O sonho escorre pelo arame enferrujado. Parte IV
Parte IV
Uma caneta foi o premio, a recompensa pelos muitos anos de dedicação
Algum tempo passou e Clemente foi até o sobrado.
Não era manha, nem domingo ensolarado.
Era um dia normal sem a magia das manhãs dominicais.
Enormes tapumes informavam venda de apartamentos no lançamento.
O velho arbusto, ressequido, jogado no canto, amarrado a velha maleta entre aberta, ambos sem mais nenhum valor, deixava amostra a placa de premiação e uma carta:
Prezado amigo
Inevitavelmente o dia de cada um vai chegar. Pode demorar mais chega. O meu chegou.
Chamam-me de velho, na verdade sou um homem velho, poderia ser um idoso. Não seria diferente, só um pouco mais respeitoso.
Sim já fui alguém, hoje sou apenas um velho.
Mas acreditem, já fui criança, passei pelo primário, fiz admissão, entrei no ginásio, cursei o científico, naquele tempo vazia-se o cientifico ou o clássico. Optei pelo primeiro.
Prestei vestibular, cursei a universidade, uma das melhores que havia.
Fiz mestrado, doutorado.
No estrangeiro especializei-me e tornei-me PhD na minha área.
Lecionei naquela universidade e me sentindo preparado voltei e fui trabalhar numa grande multinacional.
Fiz brilhante carreira. Premiado em várias funções. Fui promovido à presidente da empresa.
Casei com uma linda mulher. Trabalhava na empresa como diretora de relações institucionais. Exímia advogada. Nossa relação durou muitos anos, tivemos filhos e tenho netos. Faleceu em um acidente durante uma viagem a serviço.
Ganhamos bastante dinheiro, compramos propriedades.
Pensávamos que uma casa, a que morávamos seria o suficiente, que nossas aposentadorias garantiriam conforto até o final de nossos dias sem importunar os filhos.
Presenteamos cada um dos quatro filhos com propriedades para começarem a vida sem muito sacrifício.
Até a poucos dias morei neste grande sobrado localizado nesta área nobre da cidade. Rua tranquila, arborizada com casas boas.
Na época da compra fiz minhas exigências ao corretor que procurou como se fora uma agulha no palheiro.
Esta casa foi palco de muitas festividades: As festas de quinze anos e os casamentos de meus filhos.
Houve também festas para os funcionários da empresa e fornecedores, todos viviam em franca bajulação.
Os filhos brincavam, usavam a piscina, fazíamos churrascos, depois os netos e netas com seus amiguinhos, todos povoavam alegremente a casa.
Mesmo sendo doutor e premiado, tive que me aposentar.
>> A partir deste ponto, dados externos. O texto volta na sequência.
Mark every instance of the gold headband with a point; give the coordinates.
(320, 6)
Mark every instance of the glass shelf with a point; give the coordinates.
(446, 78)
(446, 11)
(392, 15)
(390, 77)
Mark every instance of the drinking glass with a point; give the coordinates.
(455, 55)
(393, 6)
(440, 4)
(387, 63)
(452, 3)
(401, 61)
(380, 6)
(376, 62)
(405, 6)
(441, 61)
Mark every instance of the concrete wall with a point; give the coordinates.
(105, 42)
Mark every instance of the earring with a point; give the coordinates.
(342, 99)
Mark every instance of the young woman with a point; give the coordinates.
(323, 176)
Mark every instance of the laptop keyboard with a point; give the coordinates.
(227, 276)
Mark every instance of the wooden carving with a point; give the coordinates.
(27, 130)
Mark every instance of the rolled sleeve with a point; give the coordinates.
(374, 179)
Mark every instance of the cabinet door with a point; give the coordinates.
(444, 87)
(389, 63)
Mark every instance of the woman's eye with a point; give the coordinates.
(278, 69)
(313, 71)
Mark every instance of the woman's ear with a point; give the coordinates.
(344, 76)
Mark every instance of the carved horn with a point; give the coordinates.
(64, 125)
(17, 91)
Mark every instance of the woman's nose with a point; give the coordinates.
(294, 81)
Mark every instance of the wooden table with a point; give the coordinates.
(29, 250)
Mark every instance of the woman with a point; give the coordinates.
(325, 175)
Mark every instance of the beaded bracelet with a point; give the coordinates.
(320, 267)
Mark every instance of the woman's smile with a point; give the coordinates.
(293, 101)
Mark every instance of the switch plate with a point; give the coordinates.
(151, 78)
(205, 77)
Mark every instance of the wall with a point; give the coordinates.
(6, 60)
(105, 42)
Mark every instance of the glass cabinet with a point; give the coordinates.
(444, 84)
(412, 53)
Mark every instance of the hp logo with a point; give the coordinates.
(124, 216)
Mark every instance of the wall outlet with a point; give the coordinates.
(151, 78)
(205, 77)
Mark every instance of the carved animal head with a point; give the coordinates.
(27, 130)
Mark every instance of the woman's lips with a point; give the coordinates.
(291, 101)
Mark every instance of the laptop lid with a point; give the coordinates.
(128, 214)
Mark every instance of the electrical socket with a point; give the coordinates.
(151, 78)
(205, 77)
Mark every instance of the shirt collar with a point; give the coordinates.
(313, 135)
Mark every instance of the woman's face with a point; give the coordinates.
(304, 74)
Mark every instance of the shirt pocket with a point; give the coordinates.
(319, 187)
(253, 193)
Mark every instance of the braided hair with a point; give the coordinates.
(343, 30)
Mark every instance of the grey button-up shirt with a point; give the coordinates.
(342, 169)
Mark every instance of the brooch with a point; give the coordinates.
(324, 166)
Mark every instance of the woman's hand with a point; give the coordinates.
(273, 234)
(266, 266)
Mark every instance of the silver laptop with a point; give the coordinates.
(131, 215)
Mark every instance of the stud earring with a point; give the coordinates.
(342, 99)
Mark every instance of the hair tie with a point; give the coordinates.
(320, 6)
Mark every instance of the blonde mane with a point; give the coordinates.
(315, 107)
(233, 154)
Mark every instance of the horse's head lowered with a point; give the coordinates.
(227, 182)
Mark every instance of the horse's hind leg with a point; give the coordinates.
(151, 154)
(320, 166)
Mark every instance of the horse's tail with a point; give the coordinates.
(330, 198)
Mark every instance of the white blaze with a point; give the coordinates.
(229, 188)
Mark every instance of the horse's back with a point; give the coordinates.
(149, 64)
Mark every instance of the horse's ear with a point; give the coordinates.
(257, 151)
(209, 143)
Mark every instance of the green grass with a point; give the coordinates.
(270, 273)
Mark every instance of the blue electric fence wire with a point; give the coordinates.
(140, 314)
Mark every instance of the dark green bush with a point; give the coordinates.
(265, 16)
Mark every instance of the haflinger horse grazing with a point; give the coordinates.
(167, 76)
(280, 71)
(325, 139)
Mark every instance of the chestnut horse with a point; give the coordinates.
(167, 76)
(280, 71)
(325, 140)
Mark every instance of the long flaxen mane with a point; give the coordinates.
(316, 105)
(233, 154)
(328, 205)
A ordem veio da matriz.
Houve uma festividade na empresa para anunciar a aposentadoria e fui agraciado com uma caneta.
Uma caneta foi o premio, a recompensa pelos muitos anos de dedicação.
Os filhos e os netos não têm tempo para mim. Não me visitam com freqüência e numa das últimas visitas escutei falarem em incapacidade.
Queriam decretar-me incapaz. Assim poderiam desfazer de meus bens e não se preocupar comigo morando no casarão.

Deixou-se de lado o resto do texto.